Venezuela Devlet Başkanı Nicolas Maduro, ABD Başkanı Donald Trump’ın "uyuşturucu kartelleriyle mücadele" gerekçesiyle Karayipler bölgesine askeri unsurlar gönderme kararının ardından Birleşmiş Milletler (BM) Genel Sekreteri Antonio Guterres’e bir mektup gönderdi.

Ulusal basında yer alan habere göre, Guterres’e "saygıdeğer dost" hitabıyla başlayan mektupta, ABD’nin BM Antlaşması’nı ihlal ettiği öne sürülerek, devletlerin egemen eşitliği, anlaşmazlıkların barışçıl yollarla çözülmesi ve tehdit ya da güç kullanımının yasaklanması gibi temel ilkelerin çiğnendiği belirtildi.

"EŞİ BENZERİ GÖRÜLMEMİŞ BİR TEHDİT"

Mektupta, ABD’nin bir nükleer denizaltı ile yedi savaş gemisinden oluşan bir deniz grubunu Karayipler’e göndermesinin, Latin Amerika ve Karayipler’in barış ve güvenliği için "eşi benzeri görülmemiş" bir tehdit oluşturduğu vurgulandı.

Venezuela’nın uzun yıllardır ABD tarafından "sistematik bir saldırı politikasına" maruz kaldığına dikkat çekilerek, "Tek taraflı zorlayıcı önlemler, karalama kampanyaları ve kurumları ile liderlerini suçlu göstermek için adımlar atılıyor." ifadesi kullanıldı.

BM Antlaşması’nın değer ve ilkelerinin hatırlatıldığı mektupta şunlar kaydedildi:

"İnsanlık ve BM, 21. yüzyılda barış ve uluslararası güvenliği tehlikeye atan güç politikalarının yeniden ortaya çıkmasına izin veremez.
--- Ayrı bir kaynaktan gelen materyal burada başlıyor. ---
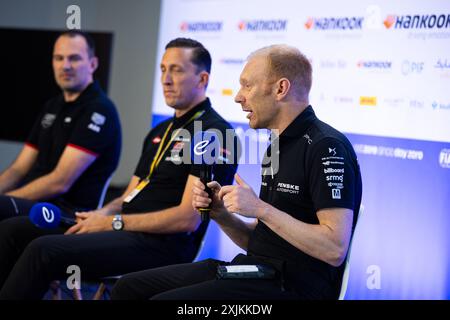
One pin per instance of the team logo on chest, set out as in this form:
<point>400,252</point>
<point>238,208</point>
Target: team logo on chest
<point>97,121</point>
<point>47,120</point>
<point>288,188</point>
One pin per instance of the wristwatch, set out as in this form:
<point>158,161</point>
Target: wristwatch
<point>117,223</point>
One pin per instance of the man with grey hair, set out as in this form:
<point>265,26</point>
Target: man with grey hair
<point>306,212</point>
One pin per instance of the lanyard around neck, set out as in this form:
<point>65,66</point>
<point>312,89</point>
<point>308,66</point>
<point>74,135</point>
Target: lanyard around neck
<point>163,148</point>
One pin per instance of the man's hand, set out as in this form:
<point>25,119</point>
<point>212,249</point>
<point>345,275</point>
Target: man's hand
<point>89,222</point>
<point>200,198</point>
<point>241,199</point>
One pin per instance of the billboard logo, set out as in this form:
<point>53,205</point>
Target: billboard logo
<point>437,105</point>
<point>342,23</point>
<point>368,101</point>
<point>412,67</point>
<point>263,25</point>
<point>389,21</point>
<point>444,158</point>
<point>210,26</point>
<point>425,21</point>
<point>380,65</point>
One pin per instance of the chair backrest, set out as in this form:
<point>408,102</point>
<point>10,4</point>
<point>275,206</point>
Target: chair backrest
<point>346,274</point>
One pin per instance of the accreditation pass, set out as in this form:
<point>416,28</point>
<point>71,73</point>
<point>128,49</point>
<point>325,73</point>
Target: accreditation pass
<point>136,190</point>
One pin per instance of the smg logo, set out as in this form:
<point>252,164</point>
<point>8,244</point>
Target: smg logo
<point>444,158</point>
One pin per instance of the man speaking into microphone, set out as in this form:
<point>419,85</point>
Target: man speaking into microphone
<point>301,223</point>
<point>153,223</point>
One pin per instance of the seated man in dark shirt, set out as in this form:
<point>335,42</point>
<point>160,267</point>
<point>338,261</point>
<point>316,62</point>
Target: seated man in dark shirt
<point>74,145</point>
<point>153,223</point>
<point>305,214</point>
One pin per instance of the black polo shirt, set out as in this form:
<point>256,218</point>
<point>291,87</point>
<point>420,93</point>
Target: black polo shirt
<point>91,124</point>
<point>317,169</point>
<point>168,181</point>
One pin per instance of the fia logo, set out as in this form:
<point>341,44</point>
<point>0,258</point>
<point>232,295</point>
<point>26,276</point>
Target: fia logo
<point>74,280</point>
<point>200,148</point>
<point>48,215</point>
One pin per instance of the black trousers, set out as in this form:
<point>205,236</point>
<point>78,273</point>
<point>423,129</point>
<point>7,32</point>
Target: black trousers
<point>30,258</point>
<point>195,281</point>
<point>13,207</point>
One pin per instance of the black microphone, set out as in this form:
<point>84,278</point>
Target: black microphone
<point>205,150</point>
<point>46,215</point>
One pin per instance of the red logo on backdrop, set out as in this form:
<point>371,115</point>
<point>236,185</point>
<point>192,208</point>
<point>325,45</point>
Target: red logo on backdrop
<point>178,146</point>
<point>156,140</point>
<point>390,20</point>
<point>184,26</point>
<point>309,23</point>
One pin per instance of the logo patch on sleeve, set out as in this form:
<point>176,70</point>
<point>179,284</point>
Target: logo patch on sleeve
<point>98,119</point>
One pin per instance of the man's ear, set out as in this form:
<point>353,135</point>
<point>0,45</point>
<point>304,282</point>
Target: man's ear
<point>204,79</point>
<point>283,86</point>
<point>94,64</point>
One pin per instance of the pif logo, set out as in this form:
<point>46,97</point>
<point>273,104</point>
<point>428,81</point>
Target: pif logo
<point>444,158</point>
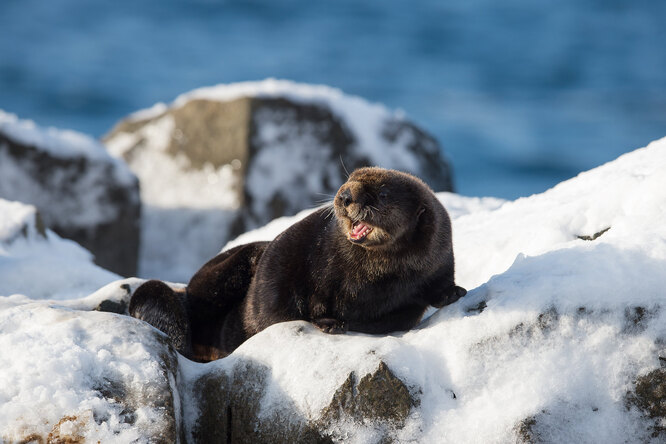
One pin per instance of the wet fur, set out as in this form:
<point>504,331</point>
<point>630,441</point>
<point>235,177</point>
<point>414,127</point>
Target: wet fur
<point>314,272</point>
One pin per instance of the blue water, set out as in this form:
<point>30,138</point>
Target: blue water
<point>521,93</point>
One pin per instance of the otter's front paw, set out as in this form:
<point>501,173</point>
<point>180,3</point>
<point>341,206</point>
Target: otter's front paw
<point>452,296</point>
<point>330,325</point>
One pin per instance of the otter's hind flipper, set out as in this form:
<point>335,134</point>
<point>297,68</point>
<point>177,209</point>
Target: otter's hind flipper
<point>159,305</point>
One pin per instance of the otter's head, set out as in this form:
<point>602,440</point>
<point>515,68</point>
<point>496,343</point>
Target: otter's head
<point>381,208</point>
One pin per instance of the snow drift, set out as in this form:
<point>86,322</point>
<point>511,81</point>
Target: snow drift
<point>559,339</point>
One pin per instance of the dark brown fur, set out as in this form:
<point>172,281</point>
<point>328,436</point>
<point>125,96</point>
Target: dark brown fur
<point>318,272</point>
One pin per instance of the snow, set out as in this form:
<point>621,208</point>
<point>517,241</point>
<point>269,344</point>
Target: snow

Bugün bu saldırı daha tehlikeli bir boyuta tırmanmıştır. Karayipler’de ABD’nin deniz ve hava kuvvetlerini konuşlandırması, buna bağlı olarak muhripler, bir füze kruvazörü ve hızlı saldırı yapabilen bir nükleer denizaltının varlığı da dahildir."

"SAYGI GÖSTERMEYE ÇAĞIRIN"

Maduro, "Savaşa hayır, egemenliğe ve barışa evet." ifadesini kullandığı mektubunda şunları vurguladı:

"(Guterres) Sizden, bu (BM) Örgüt’ün temel değer ve ilkelerini aktif bir şekilde savunmanızı, Amerika Birleşik Devletleri hükümetini bu düşmanca eylemlere son vermeye ve Venezuela Bolivarcı Cumhuriyeti’nin egemenliğine, toprak bütünlüğüne ve siyasi bağımsızlığına tam olarak saygı göstermeye çağırmanızı talep ediyorum."

ABD: KARTALLERLE MÜCADELE EDİYORUZ

Trump'ın Başdanışmanı Stephen Miller, ABD'nin Venezuela açıklarına savaş gemisi ve denizaltı göndermesini "uyuşturucu kartelleriyle mücadele" gerekçesiyle savundu.

Miller, Trump'ın hem sınır konusunda hem de sınırların ötesinde suçlular ve kartellerle mücadele konusunda kararlı olduğunu vurgulayarak, bundan sonraki adımlarının da aynı şekilde süreceği mesajını verdi.

Latin Amerika kökenli uyuşturucu kartellerini Trump'ın "yabancı terör örgütleri" listesine aldığını anımsatan Miller, "Başkan, suç kartellerinin Amerikan halkı için açık bir tehlike oluşturan yabancı terörist örgütler olduğunu söylemiştir. Batı Yarımküre'de faaliyet gösteren suç kartelleri ve uyuşturucu kaçakçıları kadar çok sayıda Amerikalının ölümünden sorumlu başka hiçbir örgüt yoktur." diye konuştu.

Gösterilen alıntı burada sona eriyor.